A few days before Valentine’s Day, she was wheeling him down the hall to his room. The home was decorated with pink streamers and heart-shaped cardboard cutouts, as though it were not a facilitator of human expirations but a middle school full of yearning adolescents. She had to walk close to the wall to avoid someone being wheeled in the other direction, and in that instant, Ed had reached out to one of the hearts on the wall and plucked it off. Reached was too strong a word; likely it brushed against him and his hand closed around it reflexively. He clutched it the whole way down the hall and into the room. It was only when she wheeled him into place and sat beside him that he dropped it and it fell on the floor between them. His hand twitched after it; he could almost have been pointing. She picked it up. She was on the verge of asking if it was for her when she realized she didn’t want to hear the lack of an answer, so she just placed it on the nightstand.
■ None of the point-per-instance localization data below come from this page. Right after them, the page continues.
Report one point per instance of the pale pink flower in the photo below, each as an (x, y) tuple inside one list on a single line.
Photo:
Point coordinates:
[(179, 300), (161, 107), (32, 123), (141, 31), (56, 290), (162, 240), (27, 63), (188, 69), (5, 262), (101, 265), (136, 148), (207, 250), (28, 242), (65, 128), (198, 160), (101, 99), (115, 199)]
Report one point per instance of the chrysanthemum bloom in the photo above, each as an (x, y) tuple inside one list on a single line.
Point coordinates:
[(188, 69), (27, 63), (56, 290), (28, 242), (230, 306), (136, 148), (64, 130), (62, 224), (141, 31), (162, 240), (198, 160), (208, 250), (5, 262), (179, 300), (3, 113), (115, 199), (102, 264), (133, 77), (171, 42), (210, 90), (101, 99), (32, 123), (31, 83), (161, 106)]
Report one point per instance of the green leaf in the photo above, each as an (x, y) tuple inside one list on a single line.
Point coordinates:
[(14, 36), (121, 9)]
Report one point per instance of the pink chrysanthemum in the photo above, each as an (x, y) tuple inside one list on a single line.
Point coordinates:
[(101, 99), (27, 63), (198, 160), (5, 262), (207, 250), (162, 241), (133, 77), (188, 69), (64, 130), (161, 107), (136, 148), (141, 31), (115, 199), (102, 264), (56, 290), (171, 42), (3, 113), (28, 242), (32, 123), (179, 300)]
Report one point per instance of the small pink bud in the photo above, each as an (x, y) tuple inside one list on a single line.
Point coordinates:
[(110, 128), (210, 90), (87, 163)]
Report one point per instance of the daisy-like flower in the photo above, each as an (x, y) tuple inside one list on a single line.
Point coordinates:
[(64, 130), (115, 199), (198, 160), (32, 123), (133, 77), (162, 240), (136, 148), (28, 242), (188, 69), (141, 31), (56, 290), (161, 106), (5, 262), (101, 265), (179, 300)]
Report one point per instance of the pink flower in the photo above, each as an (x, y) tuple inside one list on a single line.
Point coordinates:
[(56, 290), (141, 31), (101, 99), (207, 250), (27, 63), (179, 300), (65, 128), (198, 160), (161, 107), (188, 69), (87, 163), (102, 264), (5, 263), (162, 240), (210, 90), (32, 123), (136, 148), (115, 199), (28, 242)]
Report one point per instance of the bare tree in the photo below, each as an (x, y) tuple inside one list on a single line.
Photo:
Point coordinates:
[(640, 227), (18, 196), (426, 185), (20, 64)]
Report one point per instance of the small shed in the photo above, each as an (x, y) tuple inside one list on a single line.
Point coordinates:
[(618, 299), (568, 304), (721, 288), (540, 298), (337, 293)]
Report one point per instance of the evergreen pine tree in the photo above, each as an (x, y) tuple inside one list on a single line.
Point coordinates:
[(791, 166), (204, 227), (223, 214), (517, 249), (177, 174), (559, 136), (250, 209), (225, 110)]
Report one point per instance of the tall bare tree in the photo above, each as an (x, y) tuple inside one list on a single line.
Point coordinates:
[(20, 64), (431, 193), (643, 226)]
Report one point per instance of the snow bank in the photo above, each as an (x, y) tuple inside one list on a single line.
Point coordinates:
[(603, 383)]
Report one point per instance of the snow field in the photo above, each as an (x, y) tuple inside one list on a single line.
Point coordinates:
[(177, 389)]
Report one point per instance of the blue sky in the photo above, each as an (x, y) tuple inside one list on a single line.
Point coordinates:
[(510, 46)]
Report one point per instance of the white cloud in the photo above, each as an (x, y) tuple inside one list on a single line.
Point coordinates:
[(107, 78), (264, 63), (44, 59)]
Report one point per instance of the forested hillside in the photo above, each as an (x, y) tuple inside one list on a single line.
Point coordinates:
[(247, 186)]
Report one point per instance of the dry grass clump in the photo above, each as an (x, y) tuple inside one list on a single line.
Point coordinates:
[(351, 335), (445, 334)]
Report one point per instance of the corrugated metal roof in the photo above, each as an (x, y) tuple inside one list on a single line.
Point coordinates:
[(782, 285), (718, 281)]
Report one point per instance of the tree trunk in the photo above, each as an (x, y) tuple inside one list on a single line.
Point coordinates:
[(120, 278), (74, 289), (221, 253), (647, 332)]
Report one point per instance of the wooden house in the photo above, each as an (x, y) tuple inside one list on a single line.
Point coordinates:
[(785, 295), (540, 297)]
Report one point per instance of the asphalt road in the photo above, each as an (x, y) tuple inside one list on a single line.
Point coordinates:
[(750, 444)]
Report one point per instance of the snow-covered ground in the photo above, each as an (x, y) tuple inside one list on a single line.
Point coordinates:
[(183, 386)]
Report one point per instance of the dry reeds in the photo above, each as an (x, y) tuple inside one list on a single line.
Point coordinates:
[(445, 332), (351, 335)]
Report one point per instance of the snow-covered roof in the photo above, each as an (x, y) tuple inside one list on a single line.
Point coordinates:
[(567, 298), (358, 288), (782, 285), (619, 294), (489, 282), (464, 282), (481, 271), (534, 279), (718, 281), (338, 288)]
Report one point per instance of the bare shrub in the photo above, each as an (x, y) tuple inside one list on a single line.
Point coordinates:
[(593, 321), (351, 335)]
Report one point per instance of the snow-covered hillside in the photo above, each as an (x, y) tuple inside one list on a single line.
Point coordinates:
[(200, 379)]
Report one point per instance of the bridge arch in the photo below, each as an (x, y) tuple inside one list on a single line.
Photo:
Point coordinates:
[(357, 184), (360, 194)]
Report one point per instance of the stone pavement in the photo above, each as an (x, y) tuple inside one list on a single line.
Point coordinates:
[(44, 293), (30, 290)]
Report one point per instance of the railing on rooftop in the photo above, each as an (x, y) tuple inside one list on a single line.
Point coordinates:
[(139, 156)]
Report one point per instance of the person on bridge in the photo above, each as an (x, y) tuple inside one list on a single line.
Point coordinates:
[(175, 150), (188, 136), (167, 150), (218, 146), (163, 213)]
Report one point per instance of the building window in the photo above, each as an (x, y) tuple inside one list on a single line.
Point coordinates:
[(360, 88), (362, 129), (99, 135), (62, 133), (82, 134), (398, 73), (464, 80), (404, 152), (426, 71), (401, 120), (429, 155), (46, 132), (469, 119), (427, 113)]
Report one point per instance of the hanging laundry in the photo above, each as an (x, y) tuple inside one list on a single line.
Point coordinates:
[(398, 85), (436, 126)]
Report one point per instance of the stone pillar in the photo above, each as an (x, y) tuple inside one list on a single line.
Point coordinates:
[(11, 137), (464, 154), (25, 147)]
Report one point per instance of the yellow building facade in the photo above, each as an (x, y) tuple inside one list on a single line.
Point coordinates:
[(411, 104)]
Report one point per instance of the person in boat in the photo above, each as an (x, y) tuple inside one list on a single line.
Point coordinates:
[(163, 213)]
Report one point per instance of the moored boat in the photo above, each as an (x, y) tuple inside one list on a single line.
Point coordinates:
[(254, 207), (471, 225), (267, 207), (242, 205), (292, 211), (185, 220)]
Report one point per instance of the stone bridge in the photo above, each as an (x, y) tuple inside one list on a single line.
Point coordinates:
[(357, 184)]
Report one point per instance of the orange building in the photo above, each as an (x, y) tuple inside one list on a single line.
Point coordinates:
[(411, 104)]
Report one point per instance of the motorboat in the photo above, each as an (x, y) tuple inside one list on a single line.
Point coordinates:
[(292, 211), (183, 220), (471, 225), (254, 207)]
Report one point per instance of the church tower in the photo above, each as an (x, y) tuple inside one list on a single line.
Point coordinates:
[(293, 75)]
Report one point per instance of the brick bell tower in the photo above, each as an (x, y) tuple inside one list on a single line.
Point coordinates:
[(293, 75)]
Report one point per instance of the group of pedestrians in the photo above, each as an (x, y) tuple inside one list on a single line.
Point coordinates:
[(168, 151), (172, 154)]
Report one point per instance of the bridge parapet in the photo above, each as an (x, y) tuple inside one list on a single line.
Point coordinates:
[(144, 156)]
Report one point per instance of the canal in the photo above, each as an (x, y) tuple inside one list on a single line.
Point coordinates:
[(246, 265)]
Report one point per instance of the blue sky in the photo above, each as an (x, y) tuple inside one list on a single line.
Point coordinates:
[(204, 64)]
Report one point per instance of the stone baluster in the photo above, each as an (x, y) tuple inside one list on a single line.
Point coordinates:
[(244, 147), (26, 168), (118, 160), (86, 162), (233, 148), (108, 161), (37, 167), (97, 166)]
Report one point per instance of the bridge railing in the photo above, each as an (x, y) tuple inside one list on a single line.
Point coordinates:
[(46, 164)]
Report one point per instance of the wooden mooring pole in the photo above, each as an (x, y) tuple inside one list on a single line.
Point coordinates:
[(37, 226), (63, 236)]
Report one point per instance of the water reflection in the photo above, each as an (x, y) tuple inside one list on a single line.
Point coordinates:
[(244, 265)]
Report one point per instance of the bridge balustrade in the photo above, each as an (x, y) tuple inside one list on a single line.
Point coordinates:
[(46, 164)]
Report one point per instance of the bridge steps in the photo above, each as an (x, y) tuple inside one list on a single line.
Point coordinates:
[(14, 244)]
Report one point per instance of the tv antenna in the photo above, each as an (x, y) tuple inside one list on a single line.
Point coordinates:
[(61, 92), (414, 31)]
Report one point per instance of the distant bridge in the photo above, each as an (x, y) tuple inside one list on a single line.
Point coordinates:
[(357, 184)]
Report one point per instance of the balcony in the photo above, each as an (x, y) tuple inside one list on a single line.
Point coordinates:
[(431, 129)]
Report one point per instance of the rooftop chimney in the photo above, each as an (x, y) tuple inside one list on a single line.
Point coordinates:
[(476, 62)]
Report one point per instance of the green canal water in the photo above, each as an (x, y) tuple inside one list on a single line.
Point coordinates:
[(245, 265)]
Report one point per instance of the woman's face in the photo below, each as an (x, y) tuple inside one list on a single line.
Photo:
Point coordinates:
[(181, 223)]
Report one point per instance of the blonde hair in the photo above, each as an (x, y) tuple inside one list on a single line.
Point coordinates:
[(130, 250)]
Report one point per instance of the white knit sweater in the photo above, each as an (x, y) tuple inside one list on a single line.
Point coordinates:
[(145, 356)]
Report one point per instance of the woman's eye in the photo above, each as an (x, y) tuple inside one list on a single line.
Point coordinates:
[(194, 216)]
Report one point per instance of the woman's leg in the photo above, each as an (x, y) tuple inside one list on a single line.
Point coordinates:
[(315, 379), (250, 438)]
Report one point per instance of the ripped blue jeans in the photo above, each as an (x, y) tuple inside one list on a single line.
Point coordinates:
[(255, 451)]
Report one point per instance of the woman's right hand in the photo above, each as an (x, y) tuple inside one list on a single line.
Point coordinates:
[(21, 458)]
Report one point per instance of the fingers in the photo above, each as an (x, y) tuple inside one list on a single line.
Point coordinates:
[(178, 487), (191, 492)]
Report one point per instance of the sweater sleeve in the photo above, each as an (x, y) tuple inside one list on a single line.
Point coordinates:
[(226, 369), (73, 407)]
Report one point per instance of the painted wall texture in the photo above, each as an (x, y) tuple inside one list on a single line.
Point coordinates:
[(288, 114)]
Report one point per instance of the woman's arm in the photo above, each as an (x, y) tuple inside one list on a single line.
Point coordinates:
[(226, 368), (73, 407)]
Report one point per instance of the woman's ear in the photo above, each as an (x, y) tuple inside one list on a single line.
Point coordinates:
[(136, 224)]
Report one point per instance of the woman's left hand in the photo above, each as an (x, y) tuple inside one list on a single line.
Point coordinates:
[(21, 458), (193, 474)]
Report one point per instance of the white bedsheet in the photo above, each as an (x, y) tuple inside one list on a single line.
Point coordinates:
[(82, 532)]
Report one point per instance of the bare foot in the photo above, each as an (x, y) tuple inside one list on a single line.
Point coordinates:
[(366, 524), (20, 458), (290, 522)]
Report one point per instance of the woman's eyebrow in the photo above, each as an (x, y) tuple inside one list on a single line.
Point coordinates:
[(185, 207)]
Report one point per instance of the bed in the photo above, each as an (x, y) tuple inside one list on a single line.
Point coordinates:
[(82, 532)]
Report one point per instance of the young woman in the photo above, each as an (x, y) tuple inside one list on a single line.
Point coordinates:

Glue pooled in the corners of his mouth and a pasty spackle of plaque sat on his teeth, which could no longer be cleaned effectively and which had darkened so considerably that they had gone past yellow to a necrotic shade of blue.

She wet a paper towel and wiped his face. “Happy Valentine’s Day,” she said, and when she kissed him on the mouth for the first time in longer than she liked to remember, she was surprised at how sweet he tasted.